And jokes

I was drinking a martini and the waitress screamed, “Does anyone know CPR?!”

I yelled, “I know the entire alphabet!”, and we all laughed and laughed. Well, except one person, he didn't hear the joke.

Why do orphans like pedos? Because it's someone that loves them and they can call "daddy."

What's the difference between Harry Potter and a Holocaust victim?

Harry made it out of the chamber.

What is the difference between men and women?

Men have 2 heads, women have 4 lips because men do all the thinking, and women do all the talking.

What's the difference between a light bulb and a woman?

You can screw and unscrew a light bulb, but you can't unscrew a woman.

I hate double standards. Burn a body at a crematorium, you're "being a respectful friend." Do it at home and you're "destroying evidence."

The cashier asked if I wanted to give my extra dollar to the poor. I said sure, and I got a Cash App notification for $1.

Me, calls the police*

Me: Hey, I'm gonna commit suicide!

Cop on the phone: Please wait till we get there.
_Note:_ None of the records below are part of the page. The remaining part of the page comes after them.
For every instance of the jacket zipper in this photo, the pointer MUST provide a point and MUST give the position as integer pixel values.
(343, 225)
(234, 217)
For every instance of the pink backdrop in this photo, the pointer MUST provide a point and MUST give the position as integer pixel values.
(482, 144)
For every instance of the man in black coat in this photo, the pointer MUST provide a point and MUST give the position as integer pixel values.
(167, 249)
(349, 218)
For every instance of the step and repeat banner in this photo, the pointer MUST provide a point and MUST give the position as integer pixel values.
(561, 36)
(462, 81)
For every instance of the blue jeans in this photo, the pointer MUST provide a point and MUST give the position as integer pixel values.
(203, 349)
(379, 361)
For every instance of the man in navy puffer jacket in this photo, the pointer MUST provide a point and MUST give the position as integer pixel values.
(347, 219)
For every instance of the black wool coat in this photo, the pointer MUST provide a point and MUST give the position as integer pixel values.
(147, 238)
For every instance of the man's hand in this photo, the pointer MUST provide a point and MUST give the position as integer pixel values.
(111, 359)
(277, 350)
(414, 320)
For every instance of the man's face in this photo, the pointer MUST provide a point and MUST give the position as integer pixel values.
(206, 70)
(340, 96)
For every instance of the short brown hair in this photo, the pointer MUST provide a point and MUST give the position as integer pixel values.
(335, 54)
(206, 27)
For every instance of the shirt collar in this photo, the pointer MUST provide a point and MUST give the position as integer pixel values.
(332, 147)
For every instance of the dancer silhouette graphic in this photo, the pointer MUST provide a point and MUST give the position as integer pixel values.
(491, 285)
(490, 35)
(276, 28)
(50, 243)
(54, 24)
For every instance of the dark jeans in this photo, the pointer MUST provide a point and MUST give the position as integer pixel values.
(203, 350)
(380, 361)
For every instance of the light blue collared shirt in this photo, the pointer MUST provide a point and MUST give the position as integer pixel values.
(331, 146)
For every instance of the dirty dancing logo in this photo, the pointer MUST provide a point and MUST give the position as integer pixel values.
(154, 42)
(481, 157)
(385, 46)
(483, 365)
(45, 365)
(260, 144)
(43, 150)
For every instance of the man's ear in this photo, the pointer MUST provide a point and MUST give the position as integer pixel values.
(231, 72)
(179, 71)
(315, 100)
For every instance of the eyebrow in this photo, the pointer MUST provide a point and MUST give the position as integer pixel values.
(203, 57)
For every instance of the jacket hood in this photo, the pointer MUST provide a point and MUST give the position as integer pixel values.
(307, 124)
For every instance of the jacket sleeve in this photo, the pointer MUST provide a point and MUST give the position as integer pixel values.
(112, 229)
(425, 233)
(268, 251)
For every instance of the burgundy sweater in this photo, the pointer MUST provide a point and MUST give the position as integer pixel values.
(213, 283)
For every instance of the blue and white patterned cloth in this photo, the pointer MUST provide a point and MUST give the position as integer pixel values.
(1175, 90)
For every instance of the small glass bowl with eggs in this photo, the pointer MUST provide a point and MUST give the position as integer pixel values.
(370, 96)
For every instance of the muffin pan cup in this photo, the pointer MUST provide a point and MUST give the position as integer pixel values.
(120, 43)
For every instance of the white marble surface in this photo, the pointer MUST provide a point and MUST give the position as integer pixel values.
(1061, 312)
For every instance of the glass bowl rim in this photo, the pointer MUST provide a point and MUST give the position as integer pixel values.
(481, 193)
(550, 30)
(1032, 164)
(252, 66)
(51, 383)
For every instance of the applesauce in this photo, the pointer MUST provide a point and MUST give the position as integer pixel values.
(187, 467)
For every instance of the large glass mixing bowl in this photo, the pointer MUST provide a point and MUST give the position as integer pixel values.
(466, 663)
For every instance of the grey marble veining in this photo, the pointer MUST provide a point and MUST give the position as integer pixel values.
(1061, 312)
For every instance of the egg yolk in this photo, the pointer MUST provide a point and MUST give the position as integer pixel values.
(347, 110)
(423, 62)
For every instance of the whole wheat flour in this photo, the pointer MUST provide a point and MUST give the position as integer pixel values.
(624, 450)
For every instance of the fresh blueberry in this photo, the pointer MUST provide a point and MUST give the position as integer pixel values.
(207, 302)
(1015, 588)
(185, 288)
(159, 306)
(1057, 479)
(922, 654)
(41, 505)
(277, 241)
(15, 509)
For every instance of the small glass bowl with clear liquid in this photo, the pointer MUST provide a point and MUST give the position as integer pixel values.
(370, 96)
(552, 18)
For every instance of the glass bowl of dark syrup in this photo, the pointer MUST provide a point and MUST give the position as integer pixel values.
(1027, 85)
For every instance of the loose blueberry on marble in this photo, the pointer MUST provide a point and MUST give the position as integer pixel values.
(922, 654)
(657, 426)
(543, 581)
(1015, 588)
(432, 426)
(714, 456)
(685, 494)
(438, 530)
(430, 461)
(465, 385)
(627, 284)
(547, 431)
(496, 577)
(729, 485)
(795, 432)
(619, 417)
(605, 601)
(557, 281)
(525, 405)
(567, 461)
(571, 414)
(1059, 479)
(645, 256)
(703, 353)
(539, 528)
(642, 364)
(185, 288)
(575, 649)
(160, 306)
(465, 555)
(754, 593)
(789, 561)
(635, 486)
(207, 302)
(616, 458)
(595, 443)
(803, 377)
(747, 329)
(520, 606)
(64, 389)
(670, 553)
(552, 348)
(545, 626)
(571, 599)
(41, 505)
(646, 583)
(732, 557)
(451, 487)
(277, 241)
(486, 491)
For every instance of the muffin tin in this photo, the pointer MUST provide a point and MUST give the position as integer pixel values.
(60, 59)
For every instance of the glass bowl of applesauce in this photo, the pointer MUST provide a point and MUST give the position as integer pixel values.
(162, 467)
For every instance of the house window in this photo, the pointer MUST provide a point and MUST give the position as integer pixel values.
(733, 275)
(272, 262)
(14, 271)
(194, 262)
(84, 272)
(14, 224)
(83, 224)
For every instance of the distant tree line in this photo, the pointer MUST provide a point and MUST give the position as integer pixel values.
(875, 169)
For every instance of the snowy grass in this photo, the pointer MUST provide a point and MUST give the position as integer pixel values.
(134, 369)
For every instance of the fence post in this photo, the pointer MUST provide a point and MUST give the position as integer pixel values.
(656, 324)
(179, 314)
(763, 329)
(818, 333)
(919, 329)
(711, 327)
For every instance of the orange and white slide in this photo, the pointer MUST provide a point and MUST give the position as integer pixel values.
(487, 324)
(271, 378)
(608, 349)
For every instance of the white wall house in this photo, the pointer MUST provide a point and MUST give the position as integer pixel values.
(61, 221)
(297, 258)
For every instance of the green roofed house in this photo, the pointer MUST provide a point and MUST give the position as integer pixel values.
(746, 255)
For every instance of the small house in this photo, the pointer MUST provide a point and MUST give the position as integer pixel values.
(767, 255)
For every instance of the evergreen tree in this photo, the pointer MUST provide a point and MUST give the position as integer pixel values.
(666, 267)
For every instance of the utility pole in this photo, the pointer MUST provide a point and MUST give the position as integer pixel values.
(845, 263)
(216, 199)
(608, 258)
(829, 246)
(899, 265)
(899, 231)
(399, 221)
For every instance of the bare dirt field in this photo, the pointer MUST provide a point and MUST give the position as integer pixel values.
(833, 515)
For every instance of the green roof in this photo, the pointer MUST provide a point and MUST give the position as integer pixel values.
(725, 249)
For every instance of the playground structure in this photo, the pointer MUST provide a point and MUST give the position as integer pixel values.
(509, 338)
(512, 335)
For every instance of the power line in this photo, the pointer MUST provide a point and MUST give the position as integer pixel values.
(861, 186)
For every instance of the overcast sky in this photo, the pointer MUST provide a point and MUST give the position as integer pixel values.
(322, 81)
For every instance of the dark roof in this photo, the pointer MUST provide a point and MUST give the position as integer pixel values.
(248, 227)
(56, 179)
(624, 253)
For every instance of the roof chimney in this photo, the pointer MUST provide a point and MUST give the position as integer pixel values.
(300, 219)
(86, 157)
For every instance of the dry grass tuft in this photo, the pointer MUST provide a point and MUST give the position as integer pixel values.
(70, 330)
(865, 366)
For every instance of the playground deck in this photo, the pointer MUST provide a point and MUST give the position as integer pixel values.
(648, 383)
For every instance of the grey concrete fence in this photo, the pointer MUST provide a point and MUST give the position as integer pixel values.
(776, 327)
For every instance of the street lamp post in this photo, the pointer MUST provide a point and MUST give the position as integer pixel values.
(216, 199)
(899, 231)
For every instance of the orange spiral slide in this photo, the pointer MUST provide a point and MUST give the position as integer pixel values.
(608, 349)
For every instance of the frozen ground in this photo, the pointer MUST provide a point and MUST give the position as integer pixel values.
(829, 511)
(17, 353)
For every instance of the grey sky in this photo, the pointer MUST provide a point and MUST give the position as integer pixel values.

Me: Why, so you can then stop me?

Cop on the phone: No, we just want a murder, not a suicidal report on your paper... and we are all bored!

Me: Ok, my house number is *********************, ok!

Cop on the phone: Awesome! Just a sec. *whispers* Guys, I finally found someone who wants to get killed!

What do Spiderman and an orphan have in common? They both have no way home.

Why do orphans not know if they're lactose intolerant?

Because their dad never came back with milk.

What is the difference between the Leaning Tower of Pisa and the Twin Towers? The Tower of Pisa is more flexible.

What’s the difference between an emo and a pack of Oreos? The emo’s barcode gets longer every day.